A ningún funcionario se le despide por eficiente (ya estarían fuera el canciller Marcelo Ebrard y Arturo Herrera, de Hacienda, quienes tienen la mejor reputación, según un estudio de El Universal). Margarita no tenía las credenciales para estar al frente del SAT, como en otros nombramientos de este sexenio, carecía de experiencia, por eso le pusieron un SAT a modo al eliminar el requisito de que el titular del sistema tuviera experiencia directiva en recaudación de impuestos, en administración y en aduanas.

El gran logro de este año en materia fiscal ha sido la modificación a la ley para acabar con las condonaciones, pero eso no ha sido un resultado de Margarita sino de Andrés Manuel quien, durante años, ha luchado contra esta perversidad del sistema fiscal mexicano. Hoy mismo aseguró, en la mañanera, que ya no existen las condonaciones y las empresas y bancos están pagando sus impuestos.

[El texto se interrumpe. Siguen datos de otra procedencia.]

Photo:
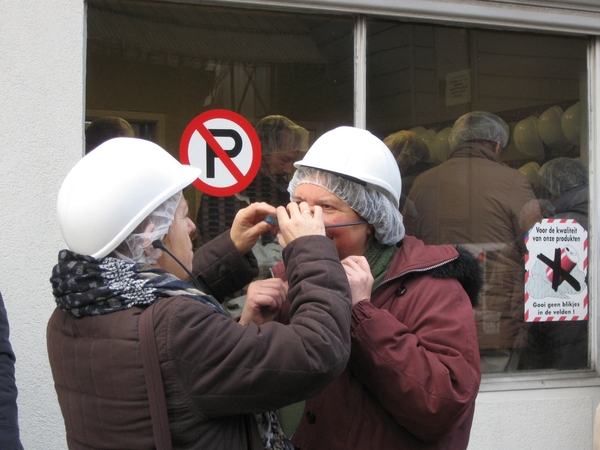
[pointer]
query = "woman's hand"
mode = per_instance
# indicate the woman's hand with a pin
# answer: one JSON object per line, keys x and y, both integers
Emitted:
{"x": 263, "y": 301}
{"x": 249, "y": 224}
{"x": 298, "y": 220}
{"x": 359, "y": 277}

“Imaginen una empresa grande, grande, grande; imaginen un banco grande, grande, grande, famoso. Bueno, pues esa empresa, ese banco que están pensando, no pagaba impuestos o se los condonaban. Eso ya se terminó”.

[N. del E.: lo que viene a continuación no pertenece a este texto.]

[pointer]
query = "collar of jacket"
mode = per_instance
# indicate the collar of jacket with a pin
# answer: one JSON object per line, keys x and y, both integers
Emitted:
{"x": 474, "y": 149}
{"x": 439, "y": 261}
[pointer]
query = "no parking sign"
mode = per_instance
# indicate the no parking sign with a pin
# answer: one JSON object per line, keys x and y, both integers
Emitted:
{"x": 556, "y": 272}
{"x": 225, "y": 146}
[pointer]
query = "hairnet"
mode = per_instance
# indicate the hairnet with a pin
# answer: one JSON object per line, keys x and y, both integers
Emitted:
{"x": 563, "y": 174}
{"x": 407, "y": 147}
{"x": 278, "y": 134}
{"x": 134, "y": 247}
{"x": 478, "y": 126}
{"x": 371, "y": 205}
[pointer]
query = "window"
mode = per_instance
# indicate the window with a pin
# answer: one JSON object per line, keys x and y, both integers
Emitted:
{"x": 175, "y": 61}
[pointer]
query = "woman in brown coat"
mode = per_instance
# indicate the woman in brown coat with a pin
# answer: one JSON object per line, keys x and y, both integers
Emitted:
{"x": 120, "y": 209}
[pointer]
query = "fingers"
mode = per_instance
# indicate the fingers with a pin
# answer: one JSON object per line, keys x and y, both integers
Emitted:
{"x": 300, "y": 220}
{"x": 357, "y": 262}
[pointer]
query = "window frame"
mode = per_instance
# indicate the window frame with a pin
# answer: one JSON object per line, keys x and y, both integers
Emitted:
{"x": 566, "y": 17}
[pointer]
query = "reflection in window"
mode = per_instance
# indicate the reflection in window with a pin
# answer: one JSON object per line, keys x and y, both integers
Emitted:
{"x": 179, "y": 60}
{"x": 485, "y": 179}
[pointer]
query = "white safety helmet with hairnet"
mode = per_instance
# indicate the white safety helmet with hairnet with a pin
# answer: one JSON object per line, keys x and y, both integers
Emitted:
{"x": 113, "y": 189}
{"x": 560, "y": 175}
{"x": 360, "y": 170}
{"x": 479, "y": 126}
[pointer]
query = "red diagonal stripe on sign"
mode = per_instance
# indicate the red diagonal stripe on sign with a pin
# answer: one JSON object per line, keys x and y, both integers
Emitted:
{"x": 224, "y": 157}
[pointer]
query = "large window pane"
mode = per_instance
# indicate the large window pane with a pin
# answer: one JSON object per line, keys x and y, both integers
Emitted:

López Obrador le proporcionó una salida elegante a quien, perdonen por la comentocracia, es más amiga de Beatriz Gutiérrez Müller que de Alfonso Romo, jefe de la Oficina Ejecutiva de la Presidencia o del mismo presidente. El fracaso de Margarita se sustenta en la pobre recaudación: incumplió las metas porque de 2 billones proyectados de recaudación, sólo logró 1.3 billones; en el descontrol en la porosidad de las aduanas, incluyendo las portuarias, donde se sigue cometiendo la corrupción de siempre; en tratar de vencer a los contribuyentes y no convencerlos de pagar sus impuestos: no llega a terrorismo fiscal, pero casi.

El fracaso de Margarita Ríos-Farjat al frente del SAT es notorio, ¿tendrá que rendir cuentas públicas de sus resultados y transparentar sus cuentas personales –si mantuvo su patrimonio, si lo bajó o subió y en qué porcentaje? Debería de hacerlo porque si la transparencia y la rendición de cuentas no se imponen, la Cuarta Transformación será simplemente una Cuarta Simulación.